Paying the Piper by David Drake

He felt taut. He wasn’t nervous, but he was trying to spread his mind to cover everything around him. The task was beyond human ability, as part of Arne Huber’s soap-bubble thin consciousness was well aware.

The fire team leader started laughing over the command push. The sound was wholly unexpected—and because of that, more disconcerting than a burst of shots.

“Charlie Four-six, report!” Captain Sangrela snarled. He sounded angry enough to have slapped his subordinate if she’d been within arm’s length. Huber wouldn’t have blamed him. . . .

“Imagery coming, sir,” the sergeant replied; suppressing her laughter, but only barely.

Huber raised his visor and used the Command and Control box to project the view from the sergeant’s helmet where everybody in the car could see it. The hologram of a sheep stared quizzically at him. Behind the nearest animal stretched a hillside panorama of sheep turning their heads and a startled boy holding a long bamboo pole.

“Sierra Six to Sierra,” Captain Sangrela said in a neutral tone. “Resume previous order of march. Out.”

Fencing Master lurched as Learoyd adjusted his nacelles again. The bow skirts gouged a divot of the loose soil, but the car’s forward motion blew it behind them.

“Blood and Martyrs!” said Sergeant Deseau. “Curst if I’m not ready to blast a few a’ them sheep just for the fright they give me!”

“Save your ammo, Frenchie,” Huber said. “I guess we’ll have plenty of things to kill before this mission’s over.”

The sun was an hour above the horizon, Task Force Sangrela had been in the fringe forest for longer than that. Fencing Master was in the trail position, last of the ten vehicles. Foghorn was a hundred meters ahead where Huber could’ve caught glimpses of her iridium hull if he’d tried.

He didn’t bother. His job was to check the sensor suite, oriented now to the rear, and that was more than enough to occupy the few brain cells still working in his numb mind.

Tranter was driving again; the ride was noticeably smoother than either of the troopers could’ve managed, even when they were fresh. Learoyd was curled beneath his tribarrel, asleep and apparently as comfortable as he’d have been back in barracks.

Because they were in the drag position in the column, Deseau wasn’t at his forward-facing tribarrel. Instead he crouched in the corner behind Huber, cradling a 2-cm shoulder weapon in the crook of his arm. It fired the same round as the tribarrels, but it was self-loading instead of being fully automatic. A single 2-cm charge in the right place was enough to put paid to most targets.

Mauricia Orichos had sunk into herself, seated between Learoyd’s head and Deseau across the rear of the fighting compartment. She didn’t look any more animated than a lichen on a rock. Huber knew how she felt: the constant vibration reduced mind and body alike to jelly.

This run’d get over, or Arne Huber would die. Either’d be an acceptable change.

A red light pulsed at the upper left corner of the display. Fully alert, Huber straightened and locked his faceshield down. “Frenchie,” he snapped. “Take over on the sensors!”

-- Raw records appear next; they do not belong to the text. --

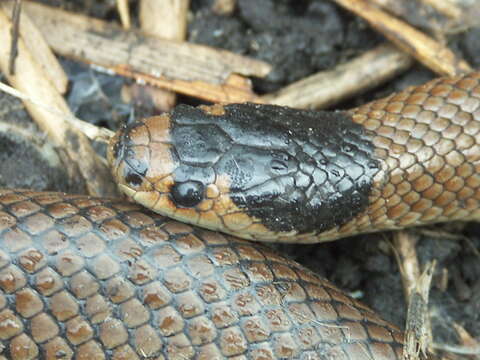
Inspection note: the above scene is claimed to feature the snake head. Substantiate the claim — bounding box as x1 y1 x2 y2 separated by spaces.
108 104 378 245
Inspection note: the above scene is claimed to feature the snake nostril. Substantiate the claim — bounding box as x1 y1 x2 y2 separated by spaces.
172 181 205 207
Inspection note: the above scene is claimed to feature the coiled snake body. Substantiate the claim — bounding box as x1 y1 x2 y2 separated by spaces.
0 73 480 359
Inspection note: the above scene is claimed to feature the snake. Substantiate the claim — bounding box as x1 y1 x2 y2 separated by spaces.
0 72 480 360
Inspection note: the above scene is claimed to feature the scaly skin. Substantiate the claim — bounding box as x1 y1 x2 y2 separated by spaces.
0 190 403 360
109 73 480 243
0 73 480 360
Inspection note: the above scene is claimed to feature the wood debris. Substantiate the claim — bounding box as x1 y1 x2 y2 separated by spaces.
0 5 117 196
262 45 413 109
335 0 471 76
137 0 189 111
24 1 271 102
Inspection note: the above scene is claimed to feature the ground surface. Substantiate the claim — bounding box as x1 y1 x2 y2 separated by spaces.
0 0 480 350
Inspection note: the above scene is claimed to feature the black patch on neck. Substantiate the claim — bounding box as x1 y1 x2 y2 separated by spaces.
171 104 380 233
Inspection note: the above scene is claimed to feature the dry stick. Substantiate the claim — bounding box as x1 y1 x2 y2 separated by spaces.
0 9 116 196
8 0 22 75
262 45 413 109
117 0 131 30
370 0 462 19
393 231 435 360
432 322 480 355
212 0 237 15
0 82 115 143
139 0 190 111
334 0 471 76
0 1 68 94
24 1 271 102
419 0 462 19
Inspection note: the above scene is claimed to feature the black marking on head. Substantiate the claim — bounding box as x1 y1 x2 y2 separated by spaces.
167 104 380 233
171 181 205 208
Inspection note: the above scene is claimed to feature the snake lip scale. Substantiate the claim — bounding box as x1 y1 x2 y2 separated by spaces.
0 73 480 360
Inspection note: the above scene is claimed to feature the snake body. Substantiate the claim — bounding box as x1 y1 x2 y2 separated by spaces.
110 73 480 242
0 73 480 360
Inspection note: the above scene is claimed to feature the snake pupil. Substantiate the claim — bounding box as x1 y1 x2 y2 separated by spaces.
172 181 204 207
125 172 143 186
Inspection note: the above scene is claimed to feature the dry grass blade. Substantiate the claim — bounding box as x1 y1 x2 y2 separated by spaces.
262 45 412 109
24 1 271 102
0 9 116 196
139 0 189 111
117 0 132 30
0 1 68 94
335 0 471 76
403 261 436 360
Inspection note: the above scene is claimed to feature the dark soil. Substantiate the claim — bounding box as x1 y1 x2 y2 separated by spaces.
0 0 480 350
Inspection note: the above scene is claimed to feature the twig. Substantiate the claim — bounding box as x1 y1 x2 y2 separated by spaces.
139 0 189 111
262 45 413 109
420 0 462 19
0 1 68 94
393 231 420 299
334 0 471 76
0 9 116 196
117 0 131 30
0 82 115 143
8 0 22 75
24 1 271 102
403 260 436 360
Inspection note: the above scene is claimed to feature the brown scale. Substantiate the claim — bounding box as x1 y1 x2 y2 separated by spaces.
306 73 480 241
110 73 480 243
0 190 403 360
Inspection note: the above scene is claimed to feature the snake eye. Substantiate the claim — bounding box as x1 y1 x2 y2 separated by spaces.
125 172 143 187
172 181 204 207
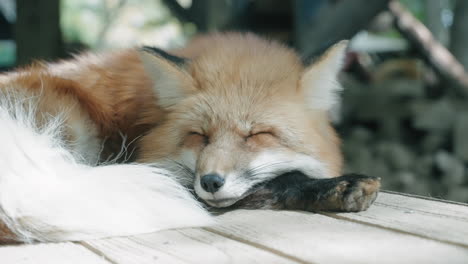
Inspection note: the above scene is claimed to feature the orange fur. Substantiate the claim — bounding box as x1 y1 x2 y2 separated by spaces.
0 33 342 208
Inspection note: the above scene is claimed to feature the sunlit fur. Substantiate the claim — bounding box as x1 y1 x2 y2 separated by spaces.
0 33 346 241
139 34 346 207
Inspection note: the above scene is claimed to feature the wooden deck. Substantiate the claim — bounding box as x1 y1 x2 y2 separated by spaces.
0 192 468 264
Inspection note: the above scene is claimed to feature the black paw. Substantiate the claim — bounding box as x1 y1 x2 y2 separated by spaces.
336 174 380 212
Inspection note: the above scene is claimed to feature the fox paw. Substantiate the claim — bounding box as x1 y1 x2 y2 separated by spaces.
337 174 380 212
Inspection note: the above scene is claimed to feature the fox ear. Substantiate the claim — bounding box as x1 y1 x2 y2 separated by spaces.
139 47 191 108
301 40 348 111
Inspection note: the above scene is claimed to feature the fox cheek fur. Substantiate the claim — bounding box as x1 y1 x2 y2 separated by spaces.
138 34 347 207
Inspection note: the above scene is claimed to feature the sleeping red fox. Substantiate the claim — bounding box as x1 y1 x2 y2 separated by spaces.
0 33 380 242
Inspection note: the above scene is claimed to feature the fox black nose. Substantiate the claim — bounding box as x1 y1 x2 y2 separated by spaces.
200 173 224 193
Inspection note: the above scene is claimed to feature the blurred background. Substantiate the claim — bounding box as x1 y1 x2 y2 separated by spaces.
0 0 468 202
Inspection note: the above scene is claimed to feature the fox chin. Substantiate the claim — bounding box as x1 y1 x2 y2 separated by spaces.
0 33 378 242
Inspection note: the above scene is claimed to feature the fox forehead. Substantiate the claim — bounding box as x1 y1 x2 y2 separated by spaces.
179 93 304 136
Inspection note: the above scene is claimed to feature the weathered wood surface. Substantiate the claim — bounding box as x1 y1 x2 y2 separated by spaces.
0 193 468 264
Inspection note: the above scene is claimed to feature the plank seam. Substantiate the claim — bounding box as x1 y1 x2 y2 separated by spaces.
318 212 468 249
74 241 119 264
380 190 468 207
201 227 315 264
374 202 468 221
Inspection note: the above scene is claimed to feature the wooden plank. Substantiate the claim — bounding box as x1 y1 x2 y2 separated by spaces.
330 193 468 247
209 210 468 264
86 229 297 264
0 243 110 264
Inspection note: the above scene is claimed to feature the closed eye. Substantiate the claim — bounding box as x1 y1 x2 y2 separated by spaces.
188 131 210 145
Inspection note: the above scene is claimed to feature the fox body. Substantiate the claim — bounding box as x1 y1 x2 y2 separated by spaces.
0 33 379 241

Huber cued the summons, turning his faceshield into a virtual conference room. He sat at a holographic plotting table with the other task force officers—Mitzi Trogon blinked into the net an instant after Huber did; Myers and Captain Sangrela were already there—and Colonel Hammer himself.

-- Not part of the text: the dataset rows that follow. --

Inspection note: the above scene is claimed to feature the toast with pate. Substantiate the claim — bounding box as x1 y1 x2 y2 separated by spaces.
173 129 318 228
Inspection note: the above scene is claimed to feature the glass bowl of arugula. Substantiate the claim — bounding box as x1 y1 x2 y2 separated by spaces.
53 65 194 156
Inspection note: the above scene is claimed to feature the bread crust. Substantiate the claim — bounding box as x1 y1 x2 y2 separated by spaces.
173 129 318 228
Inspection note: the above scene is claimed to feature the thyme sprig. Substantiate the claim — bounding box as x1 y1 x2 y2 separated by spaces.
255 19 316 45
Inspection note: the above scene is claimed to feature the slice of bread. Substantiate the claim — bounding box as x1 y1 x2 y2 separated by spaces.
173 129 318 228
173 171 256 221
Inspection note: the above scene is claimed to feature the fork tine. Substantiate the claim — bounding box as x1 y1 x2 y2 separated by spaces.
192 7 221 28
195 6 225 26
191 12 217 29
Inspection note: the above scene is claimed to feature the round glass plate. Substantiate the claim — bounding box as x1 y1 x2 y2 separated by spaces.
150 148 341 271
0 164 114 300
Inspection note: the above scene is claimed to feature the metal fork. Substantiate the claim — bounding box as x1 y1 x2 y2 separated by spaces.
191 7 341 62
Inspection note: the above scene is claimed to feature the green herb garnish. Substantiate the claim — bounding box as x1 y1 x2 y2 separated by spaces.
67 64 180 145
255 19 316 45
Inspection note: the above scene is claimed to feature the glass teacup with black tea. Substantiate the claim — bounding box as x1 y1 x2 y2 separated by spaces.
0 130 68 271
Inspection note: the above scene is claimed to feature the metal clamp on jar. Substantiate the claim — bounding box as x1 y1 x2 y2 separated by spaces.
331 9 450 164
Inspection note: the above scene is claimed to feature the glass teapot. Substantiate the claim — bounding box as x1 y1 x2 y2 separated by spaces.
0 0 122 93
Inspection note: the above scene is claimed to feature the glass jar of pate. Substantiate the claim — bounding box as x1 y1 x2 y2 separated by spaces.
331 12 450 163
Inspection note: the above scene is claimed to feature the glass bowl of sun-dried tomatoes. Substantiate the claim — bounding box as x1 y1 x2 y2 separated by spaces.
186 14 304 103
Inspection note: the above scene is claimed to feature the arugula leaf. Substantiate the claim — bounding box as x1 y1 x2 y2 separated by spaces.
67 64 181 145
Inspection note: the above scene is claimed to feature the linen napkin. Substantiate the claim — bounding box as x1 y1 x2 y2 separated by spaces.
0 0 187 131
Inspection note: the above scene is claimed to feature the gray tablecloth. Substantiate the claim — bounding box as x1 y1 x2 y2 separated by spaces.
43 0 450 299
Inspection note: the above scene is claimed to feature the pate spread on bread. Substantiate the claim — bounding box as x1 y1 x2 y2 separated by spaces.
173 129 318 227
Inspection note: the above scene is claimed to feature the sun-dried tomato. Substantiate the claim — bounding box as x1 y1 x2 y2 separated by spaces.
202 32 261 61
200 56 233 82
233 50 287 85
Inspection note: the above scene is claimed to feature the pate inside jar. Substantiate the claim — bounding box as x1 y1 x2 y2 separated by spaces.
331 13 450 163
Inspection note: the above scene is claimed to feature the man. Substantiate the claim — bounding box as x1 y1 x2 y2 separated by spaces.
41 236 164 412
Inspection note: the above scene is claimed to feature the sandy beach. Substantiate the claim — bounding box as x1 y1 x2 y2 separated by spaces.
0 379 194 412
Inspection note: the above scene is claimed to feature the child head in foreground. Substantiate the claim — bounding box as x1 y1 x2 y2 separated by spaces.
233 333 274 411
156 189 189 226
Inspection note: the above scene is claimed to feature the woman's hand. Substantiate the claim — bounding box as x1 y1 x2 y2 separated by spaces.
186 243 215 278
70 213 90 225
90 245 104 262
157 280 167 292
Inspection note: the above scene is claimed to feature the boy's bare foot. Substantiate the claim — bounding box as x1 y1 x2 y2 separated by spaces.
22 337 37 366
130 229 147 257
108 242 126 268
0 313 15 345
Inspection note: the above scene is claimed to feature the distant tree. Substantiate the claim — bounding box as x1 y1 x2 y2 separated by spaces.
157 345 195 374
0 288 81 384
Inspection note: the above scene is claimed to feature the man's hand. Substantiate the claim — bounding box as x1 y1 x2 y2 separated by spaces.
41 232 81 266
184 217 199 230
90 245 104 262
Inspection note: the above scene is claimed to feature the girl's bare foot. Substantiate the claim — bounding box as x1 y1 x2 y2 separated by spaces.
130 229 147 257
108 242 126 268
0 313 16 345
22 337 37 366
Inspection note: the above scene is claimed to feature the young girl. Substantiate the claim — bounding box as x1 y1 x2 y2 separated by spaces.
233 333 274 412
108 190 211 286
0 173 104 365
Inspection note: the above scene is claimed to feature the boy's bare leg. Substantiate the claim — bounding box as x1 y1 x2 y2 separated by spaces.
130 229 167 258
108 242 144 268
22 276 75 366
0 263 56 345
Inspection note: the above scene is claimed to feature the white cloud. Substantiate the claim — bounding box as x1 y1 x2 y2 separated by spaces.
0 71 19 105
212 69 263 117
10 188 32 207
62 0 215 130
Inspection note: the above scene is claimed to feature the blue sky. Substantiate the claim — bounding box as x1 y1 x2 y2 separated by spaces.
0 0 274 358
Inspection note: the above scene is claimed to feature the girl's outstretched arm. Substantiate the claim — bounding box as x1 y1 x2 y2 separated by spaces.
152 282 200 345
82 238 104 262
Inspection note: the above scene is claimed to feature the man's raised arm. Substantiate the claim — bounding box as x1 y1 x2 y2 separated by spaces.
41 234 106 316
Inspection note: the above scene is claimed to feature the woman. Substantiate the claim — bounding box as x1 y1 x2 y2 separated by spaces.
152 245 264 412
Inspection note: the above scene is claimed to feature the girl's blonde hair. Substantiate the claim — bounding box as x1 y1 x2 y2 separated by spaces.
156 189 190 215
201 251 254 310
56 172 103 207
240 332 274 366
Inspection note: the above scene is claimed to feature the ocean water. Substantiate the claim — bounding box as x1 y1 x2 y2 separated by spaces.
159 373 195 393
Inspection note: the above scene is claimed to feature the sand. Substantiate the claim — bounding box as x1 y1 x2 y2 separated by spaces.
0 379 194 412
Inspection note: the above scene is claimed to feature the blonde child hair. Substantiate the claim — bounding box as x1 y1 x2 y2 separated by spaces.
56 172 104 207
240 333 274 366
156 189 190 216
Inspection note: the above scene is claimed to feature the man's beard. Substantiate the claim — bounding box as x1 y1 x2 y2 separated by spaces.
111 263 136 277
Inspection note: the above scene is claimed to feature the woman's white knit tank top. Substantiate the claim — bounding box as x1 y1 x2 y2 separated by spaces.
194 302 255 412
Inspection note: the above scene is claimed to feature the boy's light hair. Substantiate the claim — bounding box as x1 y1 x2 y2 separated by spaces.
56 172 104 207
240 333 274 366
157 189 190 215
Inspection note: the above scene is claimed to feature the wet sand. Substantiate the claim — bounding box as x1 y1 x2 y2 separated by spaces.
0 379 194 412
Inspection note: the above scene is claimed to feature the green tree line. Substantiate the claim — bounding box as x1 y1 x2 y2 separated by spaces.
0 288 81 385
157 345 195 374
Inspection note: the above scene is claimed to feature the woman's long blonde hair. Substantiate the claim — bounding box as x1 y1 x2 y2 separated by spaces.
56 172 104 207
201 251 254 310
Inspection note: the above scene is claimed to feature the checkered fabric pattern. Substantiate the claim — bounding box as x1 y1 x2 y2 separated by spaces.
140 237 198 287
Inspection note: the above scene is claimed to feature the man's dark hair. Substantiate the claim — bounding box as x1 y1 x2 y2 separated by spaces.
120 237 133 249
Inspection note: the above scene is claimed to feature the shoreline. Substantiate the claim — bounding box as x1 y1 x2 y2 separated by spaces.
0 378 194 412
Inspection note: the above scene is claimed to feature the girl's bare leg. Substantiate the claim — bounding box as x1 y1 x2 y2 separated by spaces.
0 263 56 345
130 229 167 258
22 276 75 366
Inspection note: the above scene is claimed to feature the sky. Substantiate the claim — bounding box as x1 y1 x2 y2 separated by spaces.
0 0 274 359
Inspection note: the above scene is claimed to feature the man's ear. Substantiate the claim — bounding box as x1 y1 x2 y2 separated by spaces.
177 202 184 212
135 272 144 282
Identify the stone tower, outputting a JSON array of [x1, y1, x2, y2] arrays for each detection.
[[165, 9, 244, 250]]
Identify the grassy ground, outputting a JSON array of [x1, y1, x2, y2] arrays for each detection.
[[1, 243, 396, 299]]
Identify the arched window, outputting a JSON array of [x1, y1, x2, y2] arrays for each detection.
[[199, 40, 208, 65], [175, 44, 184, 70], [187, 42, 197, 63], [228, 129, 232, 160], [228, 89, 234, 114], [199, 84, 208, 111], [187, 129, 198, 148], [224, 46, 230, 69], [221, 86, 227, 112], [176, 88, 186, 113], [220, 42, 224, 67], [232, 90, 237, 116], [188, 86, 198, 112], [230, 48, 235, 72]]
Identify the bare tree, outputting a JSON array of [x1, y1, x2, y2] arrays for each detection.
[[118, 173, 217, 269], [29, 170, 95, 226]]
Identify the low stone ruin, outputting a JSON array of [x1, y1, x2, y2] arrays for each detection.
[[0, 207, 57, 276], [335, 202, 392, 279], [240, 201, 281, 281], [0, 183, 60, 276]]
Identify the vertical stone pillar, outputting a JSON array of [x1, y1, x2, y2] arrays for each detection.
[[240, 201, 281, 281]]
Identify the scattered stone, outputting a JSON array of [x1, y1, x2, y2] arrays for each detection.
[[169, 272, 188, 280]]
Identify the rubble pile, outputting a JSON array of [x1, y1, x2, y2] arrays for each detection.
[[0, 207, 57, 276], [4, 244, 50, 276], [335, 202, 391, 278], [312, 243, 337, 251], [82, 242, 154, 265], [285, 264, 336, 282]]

The imagery wavered. It was never fuzzy, but often it had a certain over-sharpness as the computer called up stock visuals when the transmitted data were insufficient.

To prevent jamming and possible corruption, Central was communicating with the task force in tight-beam transmissions bounced from cosmic ray ionization tracks. The Regiment’s signals equipment used the most advanced processors and algorithms in the human universe to adjust for breaks and distortion. Even so, links to vehicles moving at speed beneath scattered vegetation were bound to be flawed.

“There’s a battalion of the Wolverines on the way to block you,” the Colonel said without preamble. “We operated alongside them once—Sangrela, you probably remember on Redwood?”

“Roger that,” Sangrela said, rubbing his chin with the knuckles of his left fist. “Anti-tank specialists, aren’t they?”